The numbers get worse. Generative AI now accounts for 32% of unauthorized corporate data transfers, making it the leading channel for data exfiltration. Zscaler’s ThreatLabz research tracked 4.2 million data loss violations attributable to AI tools like ChatGPT and Microsoft Copilot in a single year. IBM’s 2025 Cost of a Data Breach Report found that shadow AI adds an average of $670,000 in costs above standard breach costs.
And those are just the incidents that get detected. When an employee pastes customer records into ChatGPT on their personal phone, there’s no DLP tool catching it, no access log recording it, no incident report filed. The data just disappears into a system designed to ingest and learn from everything it receives.
The Data Sovereignty Problem
This incident exposes a gap that traditional security thinking hasn’t caught up with yet. Banks spend millions on firewalls, encryption, and access controls. They run background checks on employees and audit their vendors. Then an employee opens a browser tab and sends customer SSNs to a server in a jurisdiction with no obligation to delete them.
Most AI providers’ terms of service grant broad rights to process submitted data. Some use it for model improvement. Some store it for an unspecified retention period. Some share it with unnamed subprocessors. The user who clicked “I agree” on those terms was an individual employee — not the bank, and certainly not the customers whose Social Security numbers were involved.
Under Swiss data protection law (nDSG) and the GDPR, this kind of uncontrolled data transfer would face far stricter scrutiny. Data controllers are responsible for knowing exactly where personal data goes and ensuring adequate protection at every step. The US regulatory framework is catching up — the SEC filing requirement that forced this disclosure is proof of that — but there’s still no federal law requiring companies to control where employees send customer data via AI tools.
What You Can Do
If you’re a Community Bank customer, you should:
- Place a credit freeze with all three credit bureaus (Equifax, Experian, TransUnion). This is free and prevents anyone from opening new accounts using your SSN.
- Monitor your credit reports for unauthorized activity. You’re entitled to free weekly reports at AnnualCreditReport.com.

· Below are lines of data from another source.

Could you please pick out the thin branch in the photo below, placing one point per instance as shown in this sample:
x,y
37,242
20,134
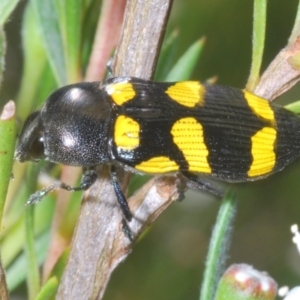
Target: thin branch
x,y
99,243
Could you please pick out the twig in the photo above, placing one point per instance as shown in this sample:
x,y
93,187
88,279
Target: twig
x,y
99,243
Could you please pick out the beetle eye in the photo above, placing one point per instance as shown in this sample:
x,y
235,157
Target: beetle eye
x,y
36,148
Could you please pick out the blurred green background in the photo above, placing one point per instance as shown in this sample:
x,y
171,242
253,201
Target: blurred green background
x,y
167,263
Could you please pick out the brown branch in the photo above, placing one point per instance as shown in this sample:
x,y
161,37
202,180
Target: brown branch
x,y
99,243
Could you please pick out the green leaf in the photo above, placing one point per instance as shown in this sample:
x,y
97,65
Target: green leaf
x,y
8,134
258,41
52,38
19,266
185,65
70,20
218,247
6,8
2,52
48,290
34,55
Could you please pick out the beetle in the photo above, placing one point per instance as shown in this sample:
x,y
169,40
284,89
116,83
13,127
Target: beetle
x,y
197,130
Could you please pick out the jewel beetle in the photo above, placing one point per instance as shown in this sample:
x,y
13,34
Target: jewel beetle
x,y
197,130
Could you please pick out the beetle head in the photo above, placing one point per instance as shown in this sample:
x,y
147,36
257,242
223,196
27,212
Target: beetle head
x,y
31,144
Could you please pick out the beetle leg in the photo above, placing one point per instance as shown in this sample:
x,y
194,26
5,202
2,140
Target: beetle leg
x,y
196,182
89,177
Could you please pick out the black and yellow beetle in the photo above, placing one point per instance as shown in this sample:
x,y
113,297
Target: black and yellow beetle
x,y
187,127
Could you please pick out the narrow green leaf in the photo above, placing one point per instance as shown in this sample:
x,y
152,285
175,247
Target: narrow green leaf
x,y
2,52
218,247
258,41
34,55
19,266
33,279
52,38
8,135
186,63
70,20
6,8
48,290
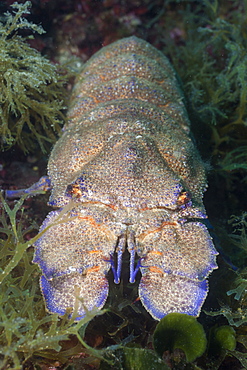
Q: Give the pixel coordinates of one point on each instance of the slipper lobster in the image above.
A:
(128, 163)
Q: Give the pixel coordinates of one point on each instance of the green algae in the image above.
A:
(32, 91)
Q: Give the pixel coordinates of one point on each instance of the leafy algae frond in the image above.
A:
(31, 89)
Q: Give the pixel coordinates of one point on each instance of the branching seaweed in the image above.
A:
(32, 92)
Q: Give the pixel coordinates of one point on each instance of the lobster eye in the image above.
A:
(183, 198)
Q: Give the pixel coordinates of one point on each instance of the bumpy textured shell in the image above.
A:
(128, 163)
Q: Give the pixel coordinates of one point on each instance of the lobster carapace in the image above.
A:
(128, 165)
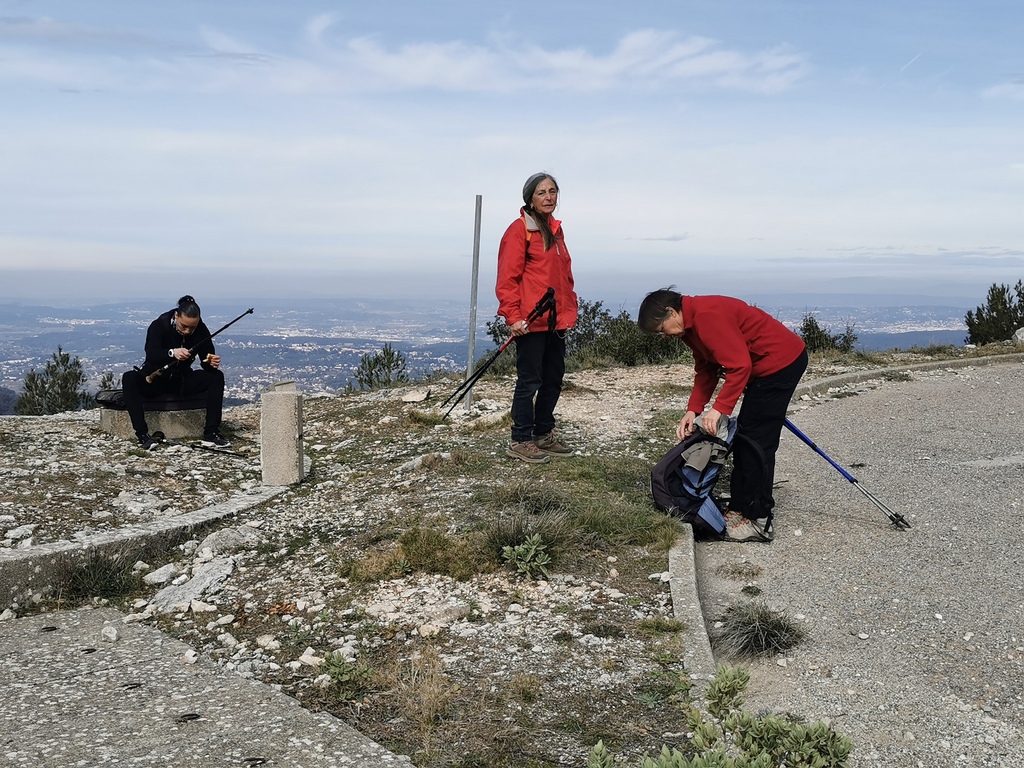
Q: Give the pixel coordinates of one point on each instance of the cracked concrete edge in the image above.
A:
(821, 386)
(40, 569)
(698, 658)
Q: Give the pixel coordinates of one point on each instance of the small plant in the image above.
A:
(425, 691)
(999, 317)
(350, 680)
(57, 388)
(818, 339)
(100, 576)
(659, 626)
(726, 736)
(383, 369)
(751, 630)
(529, 558)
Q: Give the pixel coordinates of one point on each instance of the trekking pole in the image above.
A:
(546, 304)
(896, 519)
(150, 379)
(161, 437)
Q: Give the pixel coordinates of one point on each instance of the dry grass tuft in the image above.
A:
(752, 630)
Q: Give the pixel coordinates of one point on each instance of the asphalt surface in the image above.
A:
(914, 640)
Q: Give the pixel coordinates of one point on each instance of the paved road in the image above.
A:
(914, 639)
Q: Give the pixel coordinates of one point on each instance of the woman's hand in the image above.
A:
(519, 329)
(685, 428)
(710, 421)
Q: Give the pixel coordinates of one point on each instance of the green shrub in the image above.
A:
(529, 558)
(57, 388)
(818, 339)
(999, 317)
(726, 736)
(383, 369)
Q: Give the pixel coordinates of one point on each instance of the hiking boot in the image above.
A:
(527, 452)
(547, 443)
(766, 526)
(214, 440)
(739, 528)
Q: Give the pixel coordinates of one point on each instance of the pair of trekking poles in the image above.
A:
(545, 306)
(896, 519)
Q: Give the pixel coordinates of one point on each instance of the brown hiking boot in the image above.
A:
(527, 452)
(548, 444)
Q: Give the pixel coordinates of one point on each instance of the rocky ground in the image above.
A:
(461, 667)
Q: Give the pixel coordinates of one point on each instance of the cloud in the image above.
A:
(72, 55)
(647, 58)
(666, 239)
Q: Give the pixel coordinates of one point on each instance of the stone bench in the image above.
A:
(172, 416)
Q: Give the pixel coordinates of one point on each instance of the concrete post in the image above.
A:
(281, 434)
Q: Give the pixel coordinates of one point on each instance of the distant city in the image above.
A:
(318, 343)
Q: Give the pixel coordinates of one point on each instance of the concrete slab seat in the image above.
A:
(166, 413)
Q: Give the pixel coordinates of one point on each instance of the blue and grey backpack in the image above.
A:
(683, 480)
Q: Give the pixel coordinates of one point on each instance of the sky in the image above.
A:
(337, 148)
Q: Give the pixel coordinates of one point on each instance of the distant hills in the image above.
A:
(318, 343)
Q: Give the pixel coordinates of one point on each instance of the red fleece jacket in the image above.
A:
(729, 337)
(522, 282)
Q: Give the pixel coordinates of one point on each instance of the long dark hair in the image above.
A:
(654, 308)
(527, 197)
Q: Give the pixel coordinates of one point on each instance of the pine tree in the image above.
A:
(999, 317)
(57, 388)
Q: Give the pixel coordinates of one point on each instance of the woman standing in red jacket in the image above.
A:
(759, 358)
(531, 258)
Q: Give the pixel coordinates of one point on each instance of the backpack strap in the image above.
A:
(528, 233)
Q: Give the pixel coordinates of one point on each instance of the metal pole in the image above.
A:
(472, 298)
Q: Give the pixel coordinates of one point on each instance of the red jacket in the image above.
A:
(522, 282)
(729, 337)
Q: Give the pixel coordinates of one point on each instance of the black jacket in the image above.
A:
(163, 337)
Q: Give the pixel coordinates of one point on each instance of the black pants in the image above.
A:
(186, 386)
(541, 368)
(761, 418)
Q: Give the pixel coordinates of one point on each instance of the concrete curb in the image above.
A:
(698, 657)
(39, 569)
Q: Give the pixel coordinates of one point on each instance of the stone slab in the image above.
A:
(174, 424)
(84, 688)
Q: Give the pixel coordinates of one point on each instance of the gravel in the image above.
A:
(914, 642)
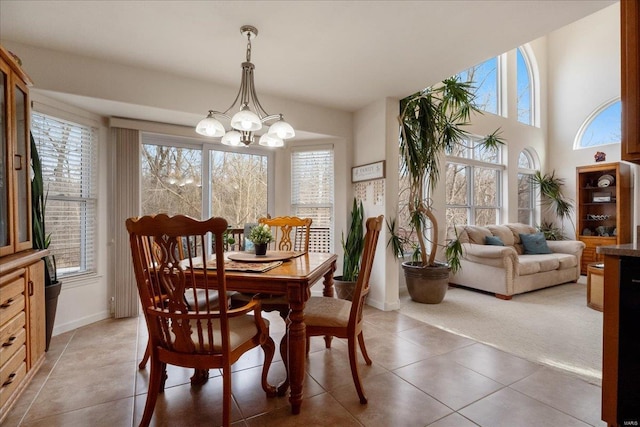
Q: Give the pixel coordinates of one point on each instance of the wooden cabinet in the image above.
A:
(630, 80)
(603, 215)
(22, 323)
(15, 188)
(22, 312)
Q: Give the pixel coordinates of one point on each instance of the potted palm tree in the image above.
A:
(432, 123)
(42, 240)
(352, 252)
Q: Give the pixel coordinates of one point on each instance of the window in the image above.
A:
(485, 78)
(180, 176)
(602, 127)
(473, 184)
(525, 88)
(68, 153)
(312, 189)
(526, 193)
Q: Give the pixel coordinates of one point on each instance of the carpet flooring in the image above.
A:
(552, 326)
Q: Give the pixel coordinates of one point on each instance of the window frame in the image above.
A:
(88, 199)
(471, 164)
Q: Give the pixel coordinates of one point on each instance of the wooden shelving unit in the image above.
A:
(603, 216)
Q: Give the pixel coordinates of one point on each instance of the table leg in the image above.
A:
(327, 291)
(297, 352)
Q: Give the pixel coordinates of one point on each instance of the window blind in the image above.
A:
(312, 190)
(68, 153)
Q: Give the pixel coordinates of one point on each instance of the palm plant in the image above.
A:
(555, 201)
(432, 123)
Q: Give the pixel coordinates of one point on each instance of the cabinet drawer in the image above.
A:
(11, 300)
(12, 373)
(12, 336)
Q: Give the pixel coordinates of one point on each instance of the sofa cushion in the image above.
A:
(534, 244)
(518, 228)
(503, 232)
(493, 240)
(472, 234)
(566, 260)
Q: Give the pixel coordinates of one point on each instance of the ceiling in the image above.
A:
(338, 54)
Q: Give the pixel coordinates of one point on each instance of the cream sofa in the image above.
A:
(506, 270)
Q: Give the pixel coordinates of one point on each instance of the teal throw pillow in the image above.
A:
(534, 244)
(493, 240)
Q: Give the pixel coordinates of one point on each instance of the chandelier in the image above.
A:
(251, 116)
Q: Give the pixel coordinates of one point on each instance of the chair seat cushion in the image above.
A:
(325, 311)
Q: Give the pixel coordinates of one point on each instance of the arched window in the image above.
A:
(525, 88)
(486, 80)
(602, 127)
(526, 194)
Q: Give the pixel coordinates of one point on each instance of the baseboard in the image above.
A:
(70, 326)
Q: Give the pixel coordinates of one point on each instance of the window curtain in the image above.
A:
(125, 202)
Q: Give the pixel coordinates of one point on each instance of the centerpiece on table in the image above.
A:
(261, 236)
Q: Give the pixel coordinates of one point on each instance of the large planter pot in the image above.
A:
(51, 293)
(427, 285)
(344, 290)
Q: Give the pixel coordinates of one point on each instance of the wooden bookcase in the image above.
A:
(603, 215)
(22, 296)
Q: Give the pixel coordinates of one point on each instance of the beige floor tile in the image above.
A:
(453, 420)
(569, 394)
(435, 340)
(508, 408)
(115, 413)
(319, 410)
(450, 383)
(391, 402)
(494, 363)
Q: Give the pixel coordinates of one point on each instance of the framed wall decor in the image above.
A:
(368, 172)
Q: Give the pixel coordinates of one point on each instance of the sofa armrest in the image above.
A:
(573, 247)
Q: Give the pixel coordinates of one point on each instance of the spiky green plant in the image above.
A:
(432, 123)
(354, 245)
(554, 200)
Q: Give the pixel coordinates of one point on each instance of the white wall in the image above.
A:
(585, 74)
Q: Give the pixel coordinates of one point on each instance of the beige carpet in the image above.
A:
(551, 326)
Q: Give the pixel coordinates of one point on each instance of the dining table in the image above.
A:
(291, 275)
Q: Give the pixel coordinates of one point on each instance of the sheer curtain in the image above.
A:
(125, 203)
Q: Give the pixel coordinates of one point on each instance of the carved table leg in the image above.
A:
(297, 351)
(327, 291)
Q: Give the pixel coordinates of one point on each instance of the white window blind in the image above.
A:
(312, 189)
(68, 153)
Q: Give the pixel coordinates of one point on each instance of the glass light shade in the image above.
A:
(282, 130)
(267, 140)
(209, 126)
(246, 120)
(232, 138)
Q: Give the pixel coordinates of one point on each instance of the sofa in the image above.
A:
(511, 259)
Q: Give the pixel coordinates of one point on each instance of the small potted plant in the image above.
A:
(261, 236)
(352, 252)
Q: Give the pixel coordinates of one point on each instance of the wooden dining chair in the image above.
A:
(194, 336)
(325, 316)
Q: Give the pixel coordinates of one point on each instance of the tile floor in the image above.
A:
(421, 376)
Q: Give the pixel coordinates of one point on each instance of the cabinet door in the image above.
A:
(36, 310)
(6, 215)
(22, 197)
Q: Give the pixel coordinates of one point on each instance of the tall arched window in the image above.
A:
(526, 194)
(525, 88)
(602, 127)
(486, 80)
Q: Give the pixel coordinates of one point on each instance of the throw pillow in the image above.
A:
(493, 240)
(534, 244)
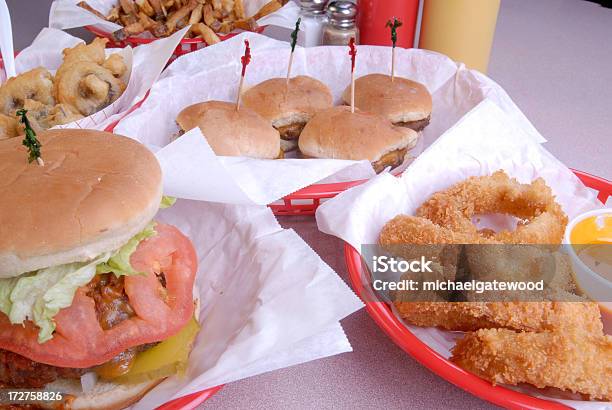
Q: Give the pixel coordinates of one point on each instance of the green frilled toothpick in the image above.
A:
(294, 35)
(30, 141)
(393, 24)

- Watch for phishing — breached personal data often gets used to craft convincing scam emails and calls.
For everyone else, this is a reminder that your most sensitive data doesn’t just leak through hackers. It leaks through the people and institutions you trust with it, one AI chatbot prompt at a time.
Why This Matters
Every time you hand your data to a company, you’re trusting not just their security infrastructure but every individual employee’s judgment about which tools to use. Community Bank’s security systems weren’t breached. No hacker exploited a vulnerability. An employee just used the wrong tool for the job — and your Social Security number paid the price.
This is exactly the problem that privacy-first, self-hosted infrastructure solves. When your data lives in a system you control — encrypted, on servers in a jurisdiction with strong privacy laws — an employee at a third-party company can’t paste it into an AI chatbot because they never had access to it in the first place. The best data protection isn’t better employee training. It’s architecture that makes this kind of mistake impossible.